Die letzte Weiterbildung, die ich 2023 besucht habe, war zum Thema Improvisation im Theater. Ich habe so viel mitgenommen, was ich auch im 2024 als Grundsätze in meinem Leben etablieren möchte. Zum Beispiel: Wachsam sein. Aufmerksamkeit schärfen. Angebote annehmen. Logisch, Spielangebote eh (immer her damit). Aber auch andere Angebote. Was ist, wenn ich mal zuerst nicht Nein sage? Sondern ausprobiere – und schaue, was es mit mir macht? Und dann die richtigen Schlüsse daraus ziehe – ja, das mache ich wieder. Nein, davon lasse ich in Zukunft die Finger. Eine gute Strategie auch, Vorurteile abzubauen.

Weiter auch: Den Widerstand zu finden und mit diesem zu spielen. Gerade dabei auch keine Angst vor dem Profanen zu haben, vor dem Offensichtlichen. Vor dem, was erzählt werden möchte. Nicht zu weit suchen. Auf Gemeinsamkeiten aufbauen, die unausgesprochen im Raum stehen, die erzählt werden möchten. Wir alle haben Wünsche und wir alle haben Hürden, die sich uns in den Weg stellen. Sie sind alle erzählenswert.
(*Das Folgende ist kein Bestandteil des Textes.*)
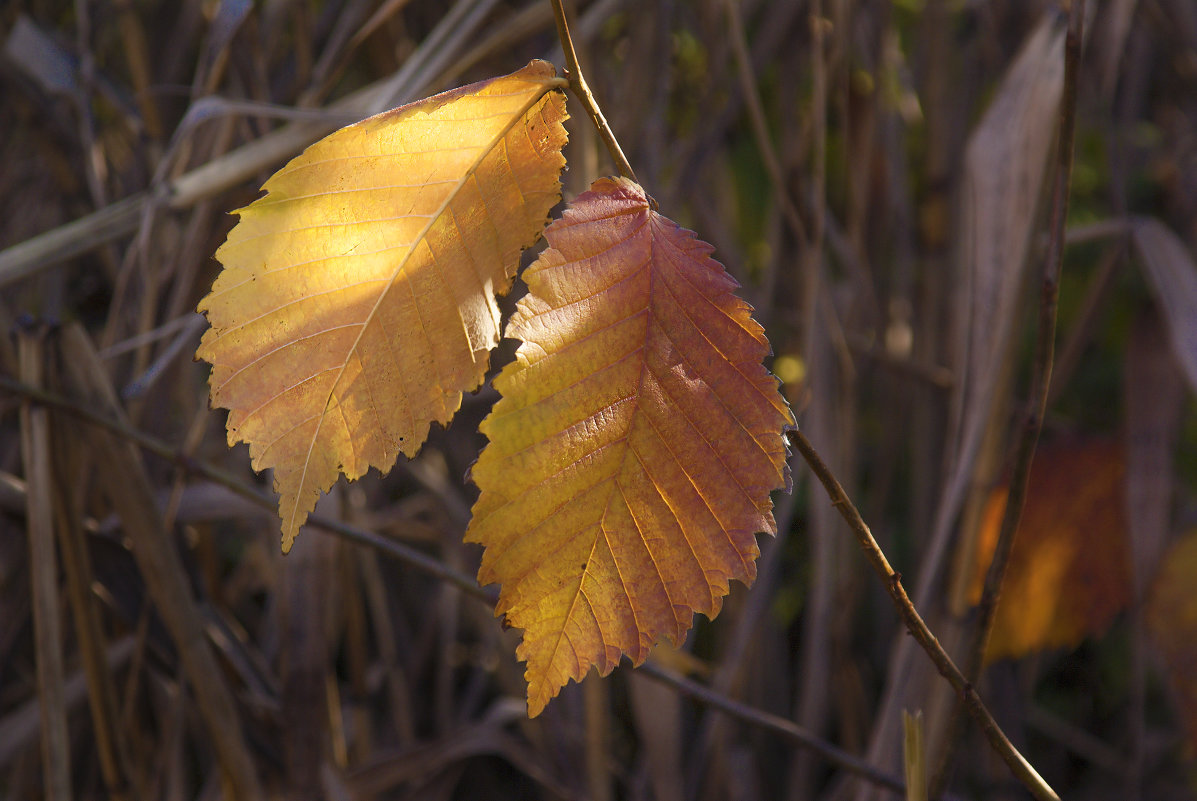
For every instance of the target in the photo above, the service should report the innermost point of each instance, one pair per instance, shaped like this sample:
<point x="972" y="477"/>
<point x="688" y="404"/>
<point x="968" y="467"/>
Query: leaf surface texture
<point x="635" y="447"/>
<point x="357" y="301"/>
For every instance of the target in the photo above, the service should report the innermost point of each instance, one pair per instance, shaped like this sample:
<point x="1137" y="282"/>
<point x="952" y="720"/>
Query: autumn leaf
<point x="358" y="297"/>
<point x="1069" y="574"/>
<point x="633" y="449"/>
<point x="1171" y="617"/>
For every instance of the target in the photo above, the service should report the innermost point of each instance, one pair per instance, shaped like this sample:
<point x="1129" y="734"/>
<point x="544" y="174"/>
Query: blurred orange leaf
<point x="1171" y="618"/>
<point x="358" y="297"/>
<point x="1069" y="571"/>
<point x="633" y="450"/>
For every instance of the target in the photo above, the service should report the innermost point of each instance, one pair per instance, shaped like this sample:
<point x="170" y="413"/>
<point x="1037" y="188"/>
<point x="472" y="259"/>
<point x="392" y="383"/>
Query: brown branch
<point x="582" y="91"/>
<point x="918" y="629"/>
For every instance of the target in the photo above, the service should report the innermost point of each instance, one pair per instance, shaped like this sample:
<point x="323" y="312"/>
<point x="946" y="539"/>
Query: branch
<point x="582" y="91"/>
<point x="917" y="627"/>
<point x="436" y="569"/>
<point x="1040" y="378"/>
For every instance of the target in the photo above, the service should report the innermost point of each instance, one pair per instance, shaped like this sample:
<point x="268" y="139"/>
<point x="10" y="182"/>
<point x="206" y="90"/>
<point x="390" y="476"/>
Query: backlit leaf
<point x="1069" y="570"/>
<point x="358" y="297"/>
<point x="1171" y="618"/>
<point x="633" y="450"/>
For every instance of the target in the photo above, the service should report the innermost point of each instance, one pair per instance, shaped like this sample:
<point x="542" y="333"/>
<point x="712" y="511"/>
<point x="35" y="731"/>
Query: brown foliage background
<point x="180" y="655"/>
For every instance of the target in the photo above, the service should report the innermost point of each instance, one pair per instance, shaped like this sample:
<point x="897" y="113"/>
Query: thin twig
<point x="918" y="629"/>
<point x="582" y="91"/>
<point x="1044" y="356"/>
<point x="196" y="467"/>
<point x="781" y="726"/>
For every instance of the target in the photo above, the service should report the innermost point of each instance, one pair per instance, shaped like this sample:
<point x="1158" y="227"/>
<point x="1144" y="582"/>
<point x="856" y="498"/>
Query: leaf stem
<point x="918" y="629"/>
<point x="582" y="91"/>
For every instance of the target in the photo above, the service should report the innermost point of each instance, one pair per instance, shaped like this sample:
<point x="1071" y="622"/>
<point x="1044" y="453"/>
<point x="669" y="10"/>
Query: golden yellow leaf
<point x="1171" y="618"/>
<point x="633" y="450"/>
<point x="358" y="297"/>
<point x="1069" y="569"/>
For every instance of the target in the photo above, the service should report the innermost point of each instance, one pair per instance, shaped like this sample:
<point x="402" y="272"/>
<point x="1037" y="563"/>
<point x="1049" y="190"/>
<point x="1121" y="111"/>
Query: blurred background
<point x="877" y="176"/>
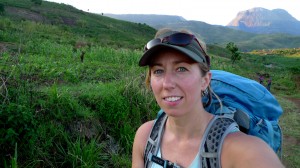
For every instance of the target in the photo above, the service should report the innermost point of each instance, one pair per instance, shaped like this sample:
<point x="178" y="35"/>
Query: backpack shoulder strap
<point x="213" y="138"/>
<point x="154" y="139"/>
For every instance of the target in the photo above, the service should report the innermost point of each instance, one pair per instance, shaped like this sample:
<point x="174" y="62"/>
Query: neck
<point x="189" y="126"/>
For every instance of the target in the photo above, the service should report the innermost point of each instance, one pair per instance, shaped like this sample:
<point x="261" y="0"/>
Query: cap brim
<point x="148" y="55"/>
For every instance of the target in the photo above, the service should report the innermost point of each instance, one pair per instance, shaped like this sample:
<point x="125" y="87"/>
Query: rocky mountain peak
<point x="261" y="20"/>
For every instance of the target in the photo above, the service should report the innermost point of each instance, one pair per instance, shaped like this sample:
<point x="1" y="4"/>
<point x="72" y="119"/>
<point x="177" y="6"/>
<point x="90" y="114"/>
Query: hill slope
<point x="77" y="24"/>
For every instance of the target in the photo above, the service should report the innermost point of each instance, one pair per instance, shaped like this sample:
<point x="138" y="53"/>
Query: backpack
<point x="246" y="104"/>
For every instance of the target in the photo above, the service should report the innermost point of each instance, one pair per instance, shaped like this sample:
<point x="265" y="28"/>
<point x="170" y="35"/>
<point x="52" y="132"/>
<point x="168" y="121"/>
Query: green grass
<point x="56" y="111"/>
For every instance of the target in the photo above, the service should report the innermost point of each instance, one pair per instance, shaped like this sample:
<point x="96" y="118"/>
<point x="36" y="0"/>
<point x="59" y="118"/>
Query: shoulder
<point x="143" y="132"/>
<point x="241" y="150"/>
<point x="139" y="143"/>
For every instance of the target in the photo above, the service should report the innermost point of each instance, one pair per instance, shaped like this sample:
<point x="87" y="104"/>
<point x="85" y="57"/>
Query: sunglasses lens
<point x="152" y="43"/>
<point x="180" y="39"/>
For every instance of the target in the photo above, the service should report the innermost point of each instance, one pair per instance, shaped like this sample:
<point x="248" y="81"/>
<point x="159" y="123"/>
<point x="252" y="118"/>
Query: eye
<point x="158" y="71"/>
<point x="181" y="69"/>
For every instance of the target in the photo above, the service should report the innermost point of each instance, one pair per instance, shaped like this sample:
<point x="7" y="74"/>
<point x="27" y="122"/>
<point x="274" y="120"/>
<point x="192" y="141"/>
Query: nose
<point x="169" y="81"/>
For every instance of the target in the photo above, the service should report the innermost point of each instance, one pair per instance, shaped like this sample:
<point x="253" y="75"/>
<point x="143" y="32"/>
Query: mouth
<point x="172" y="98"/>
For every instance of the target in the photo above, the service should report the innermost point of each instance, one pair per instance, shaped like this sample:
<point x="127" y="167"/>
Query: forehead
<point x="170" y="55"/>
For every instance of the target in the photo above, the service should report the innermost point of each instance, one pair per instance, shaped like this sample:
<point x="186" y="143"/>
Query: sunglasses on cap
<point x="178" y="39"/>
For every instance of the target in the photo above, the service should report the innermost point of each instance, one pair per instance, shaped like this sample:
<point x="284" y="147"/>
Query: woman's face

Und vielleicht als letztes, aber nicht minder wichtig: den anderen auch ihren Moment gönnen, um zu glänzen. Sie darin unterstützen, unterfüttern, eine solide und stabile Nebenfigur sein in ihrem Moment. Der eigene Moment kommt nämlich in der Impro meist schneller als gedacht und dann ist es doch schön, wenn andere als supporting act da sind (wahrscheinlich schon das bessere Wort als Nebenfigur).

Geschichten erzählen sich nicht von alleine. Sie brauchen uns! Unsere Stimmen, unsere Emotionen, unsere Körper, unser Gefühl und unsere Fertigkeiten, die Geschichten zu schleifen, sie zu komponieren und sie zu verdichten. Dafür versuchen wir, Klarheit zu schaffen. In unseren Köpfen und unseren Körpern. Mit Im-Moment-Sein. Mit einem wieder-und-wieder-Schleifen unserer Intuition und unseren Fähigkeiten. Um bereit zu sein. Um sich unterstützt zu wissen. Um Freude daran haben zu können.
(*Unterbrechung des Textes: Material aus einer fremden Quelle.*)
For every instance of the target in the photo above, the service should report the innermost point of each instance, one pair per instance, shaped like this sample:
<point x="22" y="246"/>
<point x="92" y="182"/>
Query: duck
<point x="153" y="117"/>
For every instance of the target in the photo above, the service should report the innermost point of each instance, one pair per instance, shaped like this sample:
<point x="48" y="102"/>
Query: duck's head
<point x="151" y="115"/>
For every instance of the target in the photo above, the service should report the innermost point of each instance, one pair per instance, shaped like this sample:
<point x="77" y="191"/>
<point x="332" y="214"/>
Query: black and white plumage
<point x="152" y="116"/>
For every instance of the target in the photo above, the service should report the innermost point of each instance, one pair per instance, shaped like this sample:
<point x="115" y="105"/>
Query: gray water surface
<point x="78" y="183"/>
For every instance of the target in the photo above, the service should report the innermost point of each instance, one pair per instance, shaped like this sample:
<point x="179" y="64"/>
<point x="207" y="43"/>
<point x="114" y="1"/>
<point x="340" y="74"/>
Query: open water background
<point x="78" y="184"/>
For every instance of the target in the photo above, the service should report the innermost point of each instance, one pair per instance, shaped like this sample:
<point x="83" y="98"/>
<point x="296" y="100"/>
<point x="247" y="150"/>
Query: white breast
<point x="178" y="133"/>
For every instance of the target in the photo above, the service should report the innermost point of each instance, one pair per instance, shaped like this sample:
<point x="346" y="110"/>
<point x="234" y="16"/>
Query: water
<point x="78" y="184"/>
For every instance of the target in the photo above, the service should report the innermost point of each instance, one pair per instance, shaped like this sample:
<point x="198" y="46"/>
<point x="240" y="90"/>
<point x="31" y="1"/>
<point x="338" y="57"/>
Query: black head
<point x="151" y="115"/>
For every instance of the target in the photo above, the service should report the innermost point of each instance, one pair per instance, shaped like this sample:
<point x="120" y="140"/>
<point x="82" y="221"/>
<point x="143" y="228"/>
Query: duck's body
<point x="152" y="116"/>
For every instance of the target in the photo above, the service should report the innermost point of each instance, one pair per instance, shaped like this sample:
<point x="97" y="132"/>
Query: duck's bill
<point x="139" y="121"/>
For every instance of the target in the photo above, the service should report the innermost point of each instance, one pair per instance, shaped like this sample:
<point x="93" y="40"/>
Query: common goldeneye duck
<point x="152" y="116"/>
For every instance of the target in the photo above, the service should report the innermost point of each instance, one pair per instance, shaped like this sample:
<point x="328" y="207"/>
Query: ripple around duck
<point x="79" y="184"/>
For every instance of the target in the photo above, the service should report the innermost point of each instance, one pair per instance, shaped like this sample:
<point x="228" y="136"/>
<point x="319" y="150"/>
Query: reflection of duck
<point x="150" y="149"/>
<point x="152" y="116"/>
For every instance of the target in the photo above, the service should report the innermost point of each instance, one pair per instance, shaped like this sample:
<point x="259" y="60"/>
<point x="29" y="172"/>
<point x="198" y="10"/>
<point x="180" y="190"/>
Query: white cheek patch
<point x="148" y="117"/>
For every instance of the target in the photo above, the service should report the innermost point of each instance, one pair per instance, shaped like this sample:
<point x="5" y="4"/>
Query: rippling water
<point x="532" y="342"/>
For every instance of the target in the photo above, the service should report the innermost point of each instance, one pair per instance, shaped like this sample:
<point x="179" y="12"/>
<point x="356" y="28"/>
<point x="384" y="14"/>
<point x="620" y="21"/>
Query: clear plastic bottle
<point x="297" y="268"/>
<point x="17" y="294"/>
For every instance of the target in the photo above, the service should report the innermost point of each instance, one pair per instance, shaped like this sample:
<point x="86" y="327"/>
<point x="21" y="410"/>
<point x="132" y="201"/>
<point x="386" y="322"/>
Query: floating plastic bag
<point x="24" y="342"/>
Corinne Soland schreibt im ENSEMBLE zum Leben in einer als Darsteller*in im 21. Jahrhundert. Corinne spielt “Anna” in Neumatt, “Isabelle” in Monsieur Claude und seine Töchter (Bernhard Theater), “Emma” im VR Game Amazing Monster! und spricht als “Jimmy” und “Dimitri” im Guetnachtgschichtli. Corinne lebt in Basel und unterrichtet Motion Capture Schauspiel an interessierte Spielende.